Heureusement, le village abritait plusieurs détachements militaires à différents endroits du village dont le Mousset (Nous étions faut-il le rappeler, en pleine “ drôle de guerre ”). La cantine des soldats belges se trouvait près de chez Marie Augustine Juvigné (sage-femme) rue Tesny. Les militaires sont venus nous aider à passer par les prairies de derrière pour se rendre à l'école, pendant que d'autres dégageaient la route le plus vite possible.
Vint enfin le printemps et la fonte des neiges.

Le petit pont du Mousset vers 1950

Le ruisseau étant toujours à ciel ouvert (Il ne sera canalisé qu'une dizaine d'années plus tard), il recueillait toutes les eaux environnantes qui souvent débordaient pour envahir tout le hameau (le Mousset formant une grande cuvette naturelle).
L'inondation, cette année-là, partit de la route de la cité, couvrit le bas des prairies Lemlyn, le terrain de basket, le trop plein des deux ruisseaux réunis, remonta légèrement le chemin du bois, traversa la cour leclercq, leur prairie pour finir près de chez Assunta Bonazzi, en incluant aussi le Fô-Ry. A toute allure, les eaux déferlèrent chez les Beaujean, Crahay et les autres propriétés avoisinantes.
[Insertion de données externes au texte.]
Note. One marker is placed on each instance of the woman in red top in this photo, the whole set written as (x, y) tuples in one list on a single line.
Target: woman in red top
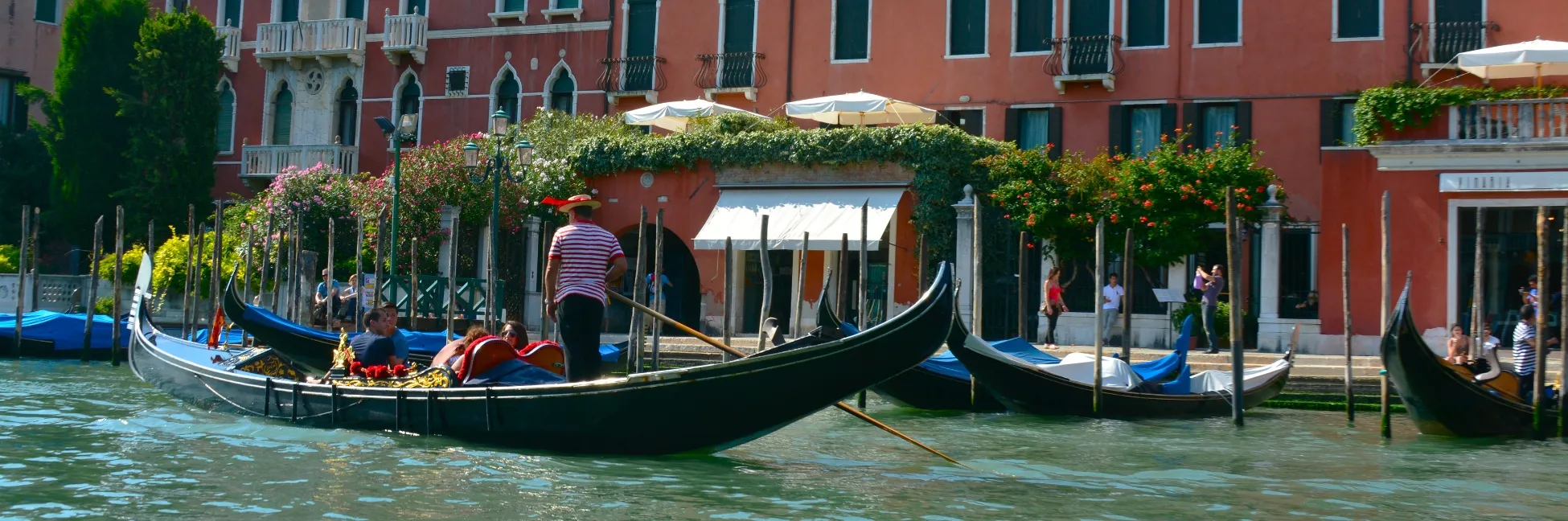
[(1053, 306)]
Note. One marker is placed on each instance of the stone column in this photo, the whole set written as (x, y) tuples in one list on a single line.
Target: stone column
[(963, 255)]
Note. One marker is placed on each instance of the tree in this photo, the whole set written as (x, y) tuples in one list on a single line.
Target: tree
[(173, 117), (85, 133)]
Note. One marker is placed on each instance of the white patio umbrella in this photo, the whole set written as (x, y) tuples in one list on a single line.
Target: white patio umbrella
[(1523, 60), (676, 115), (858, 109)]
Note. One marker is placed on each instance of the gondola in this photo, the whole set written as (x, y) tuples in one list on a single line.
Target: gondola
[(1444, 399), (1028, 388), (701, 408)]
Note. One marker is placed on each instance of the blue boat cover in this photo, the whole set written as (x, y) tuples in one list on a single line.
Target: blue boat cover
[(64, 330)]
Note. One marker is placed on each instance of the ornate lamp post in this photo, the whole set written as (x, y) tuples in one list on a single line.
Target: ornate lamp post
[(499, 166), (399, 133)]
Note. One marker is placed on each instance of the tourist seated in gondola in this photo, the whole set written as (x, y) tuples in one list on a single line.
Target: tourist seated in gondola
[(376, 346), (1459, 346)]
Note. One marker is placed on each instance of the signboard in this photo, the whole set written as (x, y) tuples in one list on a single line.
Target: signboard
[(1504, 183)]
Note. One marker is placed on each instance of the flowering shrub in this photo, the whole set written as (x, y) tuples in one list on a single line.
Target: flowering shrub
[(1167, 198)]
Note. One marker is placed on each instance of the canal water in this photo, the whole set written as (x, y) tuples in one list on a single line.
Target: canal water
[(97, 443)]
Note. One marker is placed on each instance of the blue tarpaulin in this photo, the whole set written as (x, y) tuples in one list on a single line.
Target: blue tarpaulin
[(64, 330)]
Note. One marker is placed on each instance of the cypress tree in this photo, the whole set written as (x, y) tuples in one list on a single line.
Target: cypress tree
[(173, 118), (85, 133)]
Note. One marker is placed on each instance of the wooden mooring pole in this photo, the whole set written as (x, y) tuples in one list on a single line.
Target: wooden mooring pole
[(92, 291)]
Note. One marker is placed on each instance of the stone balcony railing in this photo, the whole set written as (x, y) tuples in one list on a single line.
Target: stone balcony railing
[(407, 35), (311, 39), (267, 161), (231, 47)]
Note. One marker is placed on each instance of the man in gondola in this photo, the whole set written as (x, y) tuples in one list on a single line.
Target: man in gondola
[(584, 260)]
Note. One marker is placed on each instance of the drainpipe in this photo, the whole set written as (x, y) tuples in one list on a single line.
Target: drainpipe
[(789, 57)]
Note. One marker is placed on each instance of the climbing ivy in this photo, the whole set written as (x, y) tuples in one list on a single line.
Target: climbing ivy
[(942, 159), (1402, 105)]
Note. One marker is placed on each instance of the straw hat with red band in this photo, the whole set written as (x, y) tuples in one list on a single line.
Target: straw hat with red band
[(571, 203)]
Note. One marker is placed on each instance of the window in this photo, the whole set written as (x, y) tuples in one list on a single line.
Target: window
[(224, 118), (968, 120), (1338, 121), (282, 115), (1137, 129), (1032, 26), (1035, 129), (507, 96), (852, 29), (457, 82), (47, 11), (1358, 19), (1217, 123), (967, 27), (1145, 23), (564, 93), (231, 13), (348, 113), (1219, 23)]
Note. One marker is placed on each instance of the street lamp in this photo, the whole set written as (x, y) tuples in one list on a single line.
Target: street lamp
[(499, 166), (397, 133)]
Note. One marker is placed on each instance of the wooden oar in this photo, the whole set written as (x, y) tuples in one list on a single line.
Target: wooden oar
[(726, 349)]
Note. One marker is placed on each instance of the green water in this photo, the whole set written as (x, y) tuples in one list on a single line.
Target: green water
[(97, 443)]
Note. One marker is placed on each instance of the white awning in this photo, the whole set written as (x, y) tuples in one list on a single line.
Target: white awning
[(827, 214)]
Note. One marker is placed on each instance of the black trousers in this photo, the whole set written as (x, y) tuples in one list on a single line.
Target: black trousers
[(581, 319)]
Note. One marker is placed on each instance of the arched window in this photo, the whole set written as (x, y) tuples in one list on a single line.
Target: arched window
[(408, 99), (348, 113), (562, 93), (507, 96), (224, 118), (282, 115)]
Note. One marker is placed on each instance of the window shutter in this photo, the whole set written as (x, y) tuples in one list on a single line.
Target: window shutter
[(1191, 123), (1054, 132), (1010, 126), (1119, 135), (1244, 121), (1168, 121)]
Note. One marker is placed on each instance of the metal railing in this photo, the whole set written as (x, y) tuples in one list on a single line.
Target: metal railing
[(267, 161), (1074, 55), (1440, 41), (731, 69), (1510, 120), (433, 295), (231, 46), (335, 36), (632, 74)]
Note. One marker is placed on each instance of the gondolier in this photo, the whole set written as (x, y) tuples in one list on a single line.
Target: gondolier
[(584, 258)]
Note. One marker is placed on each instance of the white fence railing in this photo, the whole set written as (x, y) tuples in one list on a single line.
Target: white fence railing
[(335, 36), (1510, 120), (272, 159)]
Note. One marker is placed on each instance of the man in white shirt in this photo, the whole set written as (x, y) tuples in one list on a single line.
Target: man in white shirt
[(1110, 300)]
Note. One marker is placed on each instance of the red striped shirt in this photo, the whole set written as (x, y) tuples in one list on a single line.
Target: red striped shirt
[(585, 252)]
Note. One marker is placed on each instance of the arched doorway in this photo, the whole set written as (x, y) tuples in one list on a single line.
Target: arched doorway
[(684, 293)]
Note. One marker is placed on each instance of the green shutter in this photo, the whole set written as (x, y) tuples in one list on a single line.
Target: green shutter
[(226, 121), (850, 31), (1145, 23), (1034, 26), (1219, 21), (47, 11)]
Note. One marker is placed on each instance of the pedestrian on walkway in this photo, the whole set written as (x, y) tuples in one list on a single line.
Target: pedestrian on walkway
[(584, 258), (1211, 283)]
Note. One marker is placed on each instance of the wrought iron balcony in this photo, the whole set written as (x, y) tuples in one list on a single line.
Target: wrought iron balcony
[(632, 76), (407, 35), (267, 161), (1084, 59), (311, 39), (231, 47), (1437, 43), (731, 72)]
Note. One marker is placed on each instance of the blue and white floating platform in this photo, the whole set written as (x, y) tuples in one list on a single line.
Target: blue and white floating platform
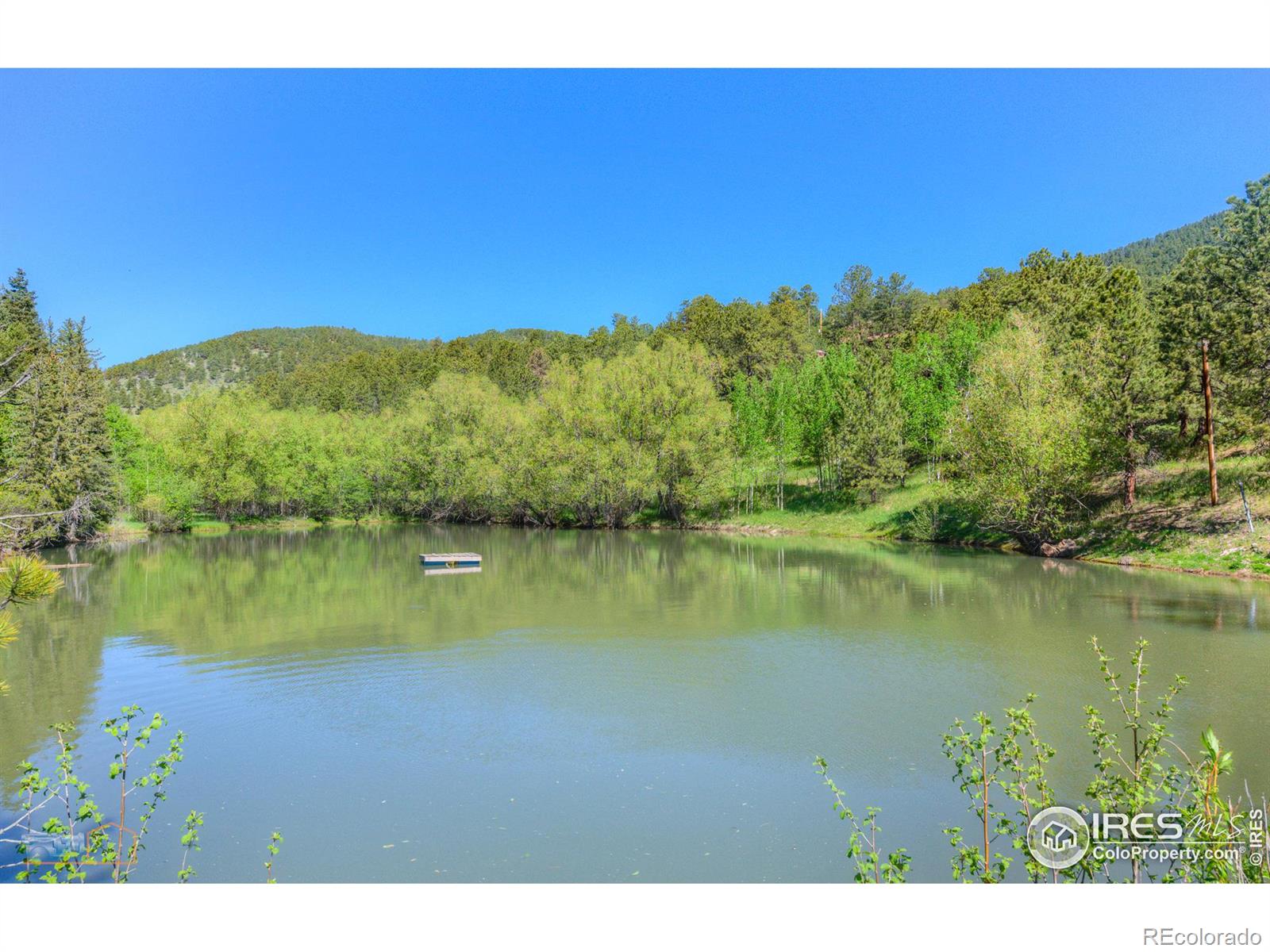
[(450, 560)]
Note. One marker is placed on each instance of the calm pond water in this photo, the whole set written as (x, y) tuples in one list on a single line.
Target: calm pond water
[(594, 706)]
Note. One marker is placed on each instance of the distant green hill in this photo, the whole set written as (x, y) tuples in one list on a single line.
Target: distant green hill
[(1155, 258), (237, 359)]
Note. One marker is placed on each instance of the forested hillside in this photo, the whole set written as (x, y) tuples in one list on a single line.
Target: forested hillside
[(1157, 257), (1026, 403), (237, 359)]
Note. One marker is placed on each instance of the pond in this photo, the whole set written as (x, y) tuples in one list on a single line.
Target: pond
[(595, 706)]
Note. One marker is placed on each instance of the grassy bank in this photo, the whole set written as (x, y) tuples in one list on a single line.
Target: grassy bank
[(1172, 526)]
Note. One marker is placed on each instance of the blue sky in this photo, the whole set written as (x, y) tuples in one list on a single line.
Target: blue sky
[(171, 207)]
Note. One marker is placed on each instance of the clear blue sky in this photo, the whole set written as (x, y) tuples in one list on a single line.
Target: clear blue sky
[(171, 207)]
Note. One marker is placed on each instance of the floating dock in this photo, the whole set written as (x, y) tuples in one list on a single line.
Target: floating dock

Le pont de Maria Joly, en billes de chemin de fer, fut emporté.
Même lorsque toutes ces eaux eurent repris le cours normal, en se retirant des prairies et chemins, le sol demeura marécageux. Il en était ainsi, même par temps de sécheresse. L'herbe est toujours drue et verte, mais les terrains restent spongieux. Nous avons vu maintes fois les chevaux de chez Lemlyn, des gros de labour, des gris ardennais, s'enfoncer jusqu'au ventre en mangeant cette herbe et en ressortir péniblement.
Le printemps n’était pas encore achevé que le 10 mai 1940, ce fut la guerre.